Schon zum zweiten Mal für heute ließ ich mich nun unbehaglich zu Mute auf meinen Platz neben Jimmy nieder. Wie zu erwarten, würdigte er mich auch jetzt keines Blickes.

"Dein Bild hat mich inspiriert", rutschte es mir heraus, ohne dass ich groß darüber nachgedacht hatte, etwas zu sagen. Gleichzeitig schob ich ihm meine Sonnenblume über den Tisch zu. Jetzt lag es unter seiner Nase und er musste es ansehen, da er nur auf die Tischplatte gestarrt hatte. Abwartend sah ich ihn an, hoffte inständig auf eine Reaktion. Doch seine Reaktion fiel etwas unerwartet aus:

Seine Hand griff nach meinem Handgelenk und er zog mich mit sich, als er aufstand. Ich hatte kaum Zeit ihn verwirrt anzustarren, da er mich schon weiter zog, hinter sich her und schnurstracks aus dem Klassenzimmer hinaus.

"Äh, Sie wissen schon-", hörte ich Herrn Köster uns noch hinterher rufen, dann fiel die Tür ins Schloss. Erst auf dem Flur ließ er mich los und sah mich so unerwartet direkt an, dass ich mich mehr davor erschrak, als vor seiner Entführung. Wie schon am ersten Tag waren seine Haare unsortiert und standen nahezu in alle Richtungen ab. Nervös fuhr er durch sie hindurch und deute sie etwas nach hinten, doch sie fielen ihm augenblicklich wieder in die Stirn.

"Wieso wolltest du mit keinem reden in dem ganzen Monat?", fragte er versucht wütend, doch seine Stimme brach. Etwas glitzerte in seinen Augen. Ich vermutete Tränen und einen dicken Kloß in seinem Hals, der ihn vom Reden abhielt und schwach wirken ließ. Ja, wirklich schwach sah er aus, wie ich erst jetzt bemerkte. Nichts von dem Stolz war noch an ihm zu erkennen. Sein Gesicht wirkte müde, seine Figur etwas dünner.

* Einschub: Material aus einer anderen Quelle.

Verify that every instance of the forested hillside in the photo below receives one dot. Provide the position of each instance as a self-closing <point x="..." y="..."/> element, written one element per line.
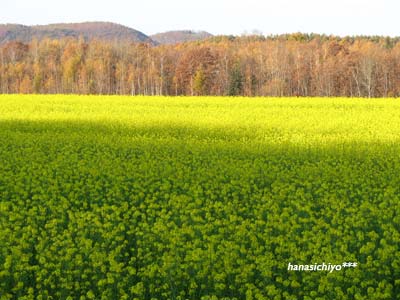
<point x="288" y="65"/>
<point x="87" y="30"/>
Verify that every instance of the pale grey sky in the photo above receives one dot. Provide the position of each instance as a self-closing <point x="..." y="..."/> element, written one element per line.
<point x="339" y="17"/>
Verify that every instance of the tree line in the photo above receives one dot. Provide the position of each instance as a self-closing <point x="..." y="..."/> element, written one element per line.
<point x="287" y="65"/>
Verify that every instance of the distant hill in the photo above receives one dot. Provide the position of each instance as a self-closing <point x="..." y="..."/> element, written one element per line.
<point x="89" y="30"/>
<point x="180" y="36"/>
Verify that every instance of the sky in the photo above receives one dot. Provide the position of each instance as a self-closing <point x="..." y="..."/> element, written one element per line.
<point x="237" y="17"/>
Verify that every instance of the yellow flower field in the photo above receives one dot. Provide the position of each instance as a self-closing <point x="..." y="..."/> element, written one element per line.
<point x="109" y="197"/>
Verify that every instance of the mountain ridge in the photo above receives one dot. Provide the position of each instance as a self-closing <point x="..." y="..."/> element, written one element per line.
<point x="89" y="30"/>
<point x="108" y="31"/>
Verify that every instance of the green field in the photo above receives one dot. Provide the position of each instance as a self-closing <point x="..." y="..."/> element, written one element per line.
<point x="198" y="198"/>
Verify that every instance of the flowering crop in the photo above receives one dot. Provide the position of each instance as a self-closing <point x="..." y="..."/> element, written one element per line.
<point x="198" y="198"/>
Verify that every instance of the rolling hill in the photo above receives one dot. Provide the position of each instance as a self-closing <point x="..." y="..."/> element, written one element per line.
<point x="180" y="36"/>
<point x="89" y="30"/>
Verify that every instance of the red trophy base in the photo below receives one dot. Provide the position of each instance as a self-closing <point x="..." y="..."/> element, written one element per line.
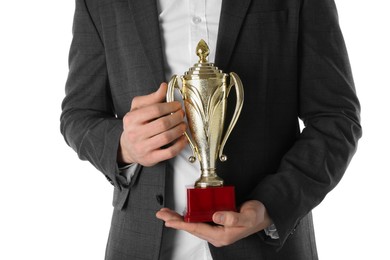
<point x="202" y="203"/>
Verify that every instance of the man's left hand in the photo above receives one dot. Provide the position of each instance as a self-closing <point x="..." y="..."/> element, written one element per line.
<point x="232" y="226"/>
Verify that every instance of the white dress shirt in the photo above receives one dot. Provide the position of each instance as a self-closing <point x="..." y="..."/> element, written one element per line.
<point x="183" y="23"/>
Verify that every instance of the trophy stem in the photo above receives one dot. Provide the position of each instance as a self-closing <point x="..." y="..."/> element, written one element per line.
<point x="209" y="178"/>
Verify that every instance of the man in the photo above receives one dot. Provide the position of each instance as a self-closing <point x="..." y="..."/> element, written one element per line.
<point x="291" y="58"/>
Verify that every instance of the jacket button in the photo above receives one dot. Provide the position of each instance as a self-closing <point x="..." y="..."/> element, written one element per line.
<point x="160" y="199"/>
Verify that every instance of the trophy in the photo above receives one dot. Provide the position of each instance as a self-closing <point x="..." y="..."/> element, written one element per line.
<point x="204" y="91"/>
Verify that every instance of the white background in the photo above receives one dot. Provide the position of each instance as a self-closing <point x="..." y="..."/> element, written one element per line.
<point x="54" y="206"/>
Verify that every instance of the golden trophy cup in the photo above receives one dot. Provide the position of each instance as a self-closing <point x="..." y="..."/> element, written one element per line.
<point x="205" y="90"/>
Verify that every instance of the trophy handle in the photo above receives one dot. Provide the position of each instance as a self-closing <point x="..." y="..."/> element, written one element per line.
<point x="239" y="102"/>
<point x="172" y="85"/>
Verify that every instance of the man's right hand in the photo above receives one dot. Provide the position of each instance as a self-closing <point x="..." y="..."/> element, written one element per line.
<point x="153" y="130"/>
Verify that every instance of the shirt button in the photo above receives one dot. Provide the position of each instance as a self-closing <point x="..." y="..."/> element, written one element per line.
<point x="196" y="19"/>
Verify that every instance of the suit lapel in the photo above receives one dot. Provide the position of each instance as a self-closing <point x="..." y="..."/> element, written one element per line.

"Ich-", setzte ich an, doch unterbrach mich selbst. Ich hatte einfach keine Erklärung dafür. Er wusste, wo ich gewesen war, wusste wieso, aber ich hatte nicht mit ihm telefonieren wollen, was ich eigentlich hätte tun können. Genauso wenig hatte ich meine Eltern sprechen wollen oder an den Besuchswochenden sehen wollen. Mahina und all die Ärzte, Therapeuten und die anderen waren mir genug, fast schon zu viele Leute, die um mich herum wurschtelten und mit mir reden wollten. Am liebsten hätte ich kein einziges Wort gesagt, aber das schien unmöglich. Schlussendlich hatte Mahina mein Schweigen gebrochen, wofür ich ihr unendlich dankbar war. Jetzt gerade konnte ich sie gut gebrauchen, wo ich stumm im Flur stand, vor dem einzigen, der auch nur ansatzweise verstehen konnte, was mit mir los gewesen war, und einfach keinen Ton heraus bekam. "Ich wollte gar nicht reden", antwortete ich endlich wahrheitsgemäß, auch wenn ich sah, dass es ihn Anstrengung kostete, die Wahrheit herunterzuschlucken. "Mit niemandem." Er nickte nur. Verständnis schien in ihm aufzukommen. Verstand er mich wirklich oder zwang er sich nur dazu?

"Verstehe", murmelte er dann, zwar leise, aber überzeugend.

"Mahina hat mich zum Sprechen gebracht", sagte ich zusammenhangslos. Doch er erahnte hinter dem Namen ein gleichaltriges Mädchen, dass das Bett neben mir bezogen hatte.

"Du hast dort jemandem zum Reden gefunden, ich habe ihn vorher verloren", hörte ich ihn nuscheln. "Und dann kamst du, hast mich, wenn auch unfreiwillig, in dein Leben gelassen", wurde er lauter. "Und dann warst du einfach weg", schrie er schon fast seinen Schmerz heraus.

"Ich weiß."

"Nichts weißt du! Du warst die erste, mit der ich seit meiner letzten Entlassung freiwillig geredet habe und dann bist du einfach weg!"

"Glaubst du echt, ich wollte weg sein?"

Stille, nur unterbrochen von seinen heftigen Atemzügen. Nicht viel fehlte und Tränen würden sich aus seinen Augen lösen, mit denen er mich fest ansah.

"Nein", hauchte er tonlos. Ich nickte nur.

"Es tut mir leid."

"Nein, mir tut es leid! Ich hätte dich nicht anschreien dürfen", unterbrach Jimmy mich noch halb.